The orangs ate the bananas and drank the milk slowly and casually. In the end Komo lifted the yellow plastic basin as if it was a glass and drained it. Then Abbie looked up when she heard a boat’s slow engine. Through the leaves she could see that the green and blue boat, the one that had come to the landing in the early morning, was moving upriver again. In the boat were the yawning man and Ki – and Gistok.
Komo glanced at Gistok then, and looked at Abbie. He dropped th
e basin, wiped his mouth and touched Abbie’s shoulder, beckoning her to come with him to Ki’s house. Abbie pulled her bottom lip, rocked on her branch uncertainly, and then she understood. She watched Gistok and Ki on the boat as it went downriver and became lost in the tangle of trees.
Abbie lolloped across the grass after Komo, who climbed onto Ki’s large rubbish bin and reached back to help up Abbie. Komo grinned and began digging cheerfully for treasure. He passed a long yellow jackfruit skin up to her with a touch of elegance.
Abbie sniffed at the skin and nibbled.
This is a lovely smelly place. Ki chased Dafida from here before. But Ki is on the boat with Gistok so he can’t chase anybody from here now. Komo is very smart.
But …
A boot whirled past Abbie’s cheek and clouted Komo behind the ear. He looked up at Abbie, widening his eyes at her sudden treachery.
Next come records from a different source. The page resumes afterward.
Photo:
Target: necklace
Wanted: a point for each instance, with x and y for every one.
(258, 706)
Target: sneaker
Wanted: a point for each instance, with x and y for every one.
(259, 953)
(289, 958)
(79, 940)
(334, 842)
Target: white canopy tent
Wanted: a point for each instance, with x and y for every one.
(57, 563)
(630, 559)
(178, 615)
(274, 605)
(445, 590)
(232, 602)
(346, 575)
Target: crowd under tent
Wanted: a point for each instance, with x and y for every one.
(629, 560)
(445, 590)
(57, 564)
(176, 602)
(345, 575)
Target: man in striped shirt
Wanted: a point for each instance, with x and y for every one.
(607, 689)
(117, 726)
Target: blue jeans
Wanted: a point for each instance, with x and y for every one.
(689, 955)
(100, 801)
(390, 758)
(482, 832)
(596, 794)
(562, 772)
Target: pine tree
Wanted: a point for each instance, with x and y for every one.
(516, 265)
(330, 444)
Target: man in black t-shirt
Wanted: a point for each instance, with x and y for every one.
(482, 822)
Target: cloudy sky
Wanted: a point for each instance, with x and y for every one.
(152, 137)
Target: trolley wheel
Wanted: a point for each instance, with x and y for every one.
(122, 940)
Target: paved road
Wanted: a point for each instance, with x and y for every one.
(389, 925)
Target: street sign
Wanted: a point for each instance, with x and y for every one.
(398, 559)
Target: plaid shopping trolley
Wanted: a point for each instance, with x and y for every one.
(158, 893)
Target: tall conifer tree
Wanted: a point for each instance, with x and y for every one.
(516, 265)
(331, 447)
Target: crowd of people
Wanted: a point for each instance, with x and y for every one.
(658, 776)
‘Get out of it!’ roared Harry. ‘Go on, you bunch of hoons!’
Komo shifted his eyes and leapt out of the bin.
Ki might be away, but there is always someone else to take over, Abbie thought.
Harry hefted the other boot, and Komo and Abbie took off. They scurried high into the trees on the edge of the jungle, then stopped and clutched hard at the thin trunks. The top of Abbie’s tree was swaying under her weight and she didn’t like the feeling at all.
She heard a soft raspberry near by and saw Komo on a neighbouring tree, rubbering his lips at her, shaking the branch he was on. She looked at the chasm between the two trees – at Dafida sitting on the path with the last of the bananas, a long way down – and shook her head.
Once, you flew like a bird from tree to tree. You have it in your head. The sun slid through the branches, the shadowed ground was almost as distant as the clouds. Then you had never been frightened before. But you’d been smaller then – a lot smaller. All you had to do was hang on.
But this is different. This time you have to swing. A branch may give way, crack under your weight, with the hard ground waiting below.
Komo sucked his lip for a moment, gazing at Abbie, then he smacked his lips and slowly swung away. It’s your trouble, not mine.